A report released by the International Monetary Fund (IMF) last September showed that Riyadh's assistance to Khartoum accounted for only 1.34% of the total amount of money allocated by the oil-producing nation to other Arab countries over the last eighteen months.
Last March Sudanese president Omer Hassan al-Bashir traveled to Saudi Arabia where he met with King Abdullah in a bid to obtain desperately needed cash for the beleaguered economy.
But Bashir left Riyadh without any commitments in the visit in which he was accompanied by the ministers of finance, oil, minerals, agriculture as well as the Central Bank governor.
Ironically, the Iranian president Mahmoud Ahmedinejad paid a visit to Khartoum a year ago but disappointed his Sudanese hosts by failing to offer any financial help. Officials in Khartoum have privately said that they hoped Tehran would provide hard currency deposit in Sudan's central bank to boost its Forex reserves.
Domestically there is also considerable suspicion and unease with regards to Iran.
Religious leaders in Sudan have criticized the government for not standing up to expanding Iranian influence in the country and spread of the Shiite followers in the Sunni dominated country.
In 2006 the Sudanese chapter of the Muslim Brotherhood said it had presented evidence of Tehran's attempts to convert locals to Shiites.

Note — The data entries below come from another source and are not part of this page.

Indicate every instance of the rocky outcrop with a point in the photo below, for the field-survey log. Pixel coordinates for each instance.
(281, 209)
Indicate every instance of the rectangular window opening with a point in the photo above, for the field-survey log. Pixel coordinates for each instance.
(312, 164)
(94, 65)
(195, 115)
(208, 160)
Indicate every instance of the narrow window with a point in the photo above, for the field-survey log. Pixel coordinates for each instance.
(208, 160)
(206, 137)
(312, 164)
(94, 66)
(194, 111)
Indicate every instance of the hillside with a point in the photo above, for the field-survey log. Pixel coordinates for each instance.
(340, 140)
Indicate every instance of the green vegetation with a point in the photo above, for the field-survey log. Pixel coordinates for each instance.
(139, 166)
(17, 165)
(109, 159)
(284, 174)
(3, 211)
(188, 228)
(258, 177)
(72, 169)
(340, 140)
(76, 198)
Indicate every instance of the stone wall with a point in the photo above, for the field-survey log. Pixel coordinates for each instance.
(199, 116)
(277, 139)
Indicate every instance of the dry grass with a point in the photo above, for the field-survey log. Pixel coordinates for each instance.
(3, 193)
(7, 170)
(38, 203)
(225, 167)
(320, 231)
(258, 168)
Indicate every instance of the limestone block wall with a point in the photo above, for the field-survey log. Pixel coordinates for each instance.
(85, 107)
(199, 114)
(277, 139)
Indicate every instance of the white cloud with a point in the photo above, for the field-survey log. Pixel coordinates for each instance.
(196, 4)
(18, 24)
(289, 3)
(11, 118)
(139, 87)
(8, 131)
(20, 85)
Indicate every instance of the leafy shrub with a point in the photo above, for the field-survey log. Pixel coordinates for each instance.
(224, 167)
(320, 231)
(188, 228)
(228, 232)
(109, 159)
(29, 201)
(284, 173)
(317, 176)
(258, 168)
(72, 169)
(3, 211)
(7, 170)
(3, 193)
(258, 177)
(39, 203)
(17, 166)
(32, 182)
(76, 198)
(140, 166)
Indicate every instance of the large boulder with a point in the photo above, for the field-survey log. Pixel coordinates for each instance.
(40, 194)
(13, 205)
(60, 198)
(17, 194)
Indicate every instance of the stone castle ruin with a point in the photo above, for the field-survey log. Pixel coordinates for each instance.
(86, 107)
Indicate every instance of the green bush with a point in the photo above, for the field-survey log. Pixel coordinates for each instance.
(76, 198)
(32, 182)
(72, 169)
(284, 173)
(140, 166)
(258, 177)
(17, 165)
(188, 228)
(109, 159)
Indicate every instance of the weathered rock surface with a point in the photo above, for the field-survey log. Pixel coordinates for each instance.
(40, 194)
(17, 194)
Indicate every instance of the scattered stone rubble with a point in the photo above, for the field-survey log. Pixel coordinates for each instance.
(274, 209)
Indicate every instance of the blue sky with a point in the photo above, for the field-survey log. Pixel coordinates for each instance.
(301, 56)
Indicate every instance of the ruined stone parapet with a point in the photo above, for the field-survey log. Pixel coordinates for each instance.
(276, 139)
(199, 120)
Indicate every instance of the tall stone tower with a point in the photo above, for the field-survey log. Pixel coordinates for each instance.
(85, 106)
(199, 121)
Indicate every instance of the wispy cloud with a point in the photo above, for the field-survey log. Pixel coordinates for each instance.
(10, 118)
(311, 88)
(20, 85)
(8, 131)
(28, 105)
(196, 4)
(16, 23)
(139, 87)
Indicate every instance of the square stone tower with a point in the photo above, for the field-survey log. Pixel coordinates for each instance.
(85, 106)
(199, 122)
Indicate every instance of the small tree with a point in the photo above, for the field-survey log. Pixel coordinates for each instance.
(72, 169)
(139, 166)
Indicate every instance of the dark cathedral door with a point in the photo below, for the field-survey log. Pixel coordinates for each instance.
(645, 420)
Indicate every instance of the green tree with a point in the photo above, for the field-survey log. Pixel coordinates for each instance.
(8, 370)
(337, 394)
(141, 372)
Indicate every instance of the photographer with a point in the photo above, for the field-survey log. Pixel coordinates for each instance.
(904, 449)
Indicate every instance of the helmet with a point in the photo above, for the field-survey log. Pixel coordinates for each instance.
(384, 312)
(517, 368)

"It's a large scale plan conceived by Shiite groups and local organizations with the objective of spreading Shi'itism in Sudan," a spokesman for the group said.
Sunni groups have denounced what they say is a "Shiite peril" and the opening of several Shiite mosques in Khartoum.
They have asked authorities to close down the Iranian embassy's cultural centre and to prevent it from holding conferences which they say are being used for propaganda purposes.
"Shiite penetration in Sudan has become possible because of a lack of control on the part of the authorities," the Muslim Brotherhood's Sudan country representative, Sadiq Abdullah Abdel-Majid, said.
In the same year, an Iranian exhibit at the Khartoum International Book Fair was closed by authorities after it displayed books that allegedly contained blasphemous content against Sunni Islam.
But Sudanese authorities in 2009 allowed Shiites to hold a public celebration on the occasion of the birthday of Imam Al-Mahdi, a messiah-like figure for the sect.
Government sources at the time told said that the government did not oppose Shiite activities in the country because "it's linked to the good relations with Iran and the government doesn't want any interference to damage these relations".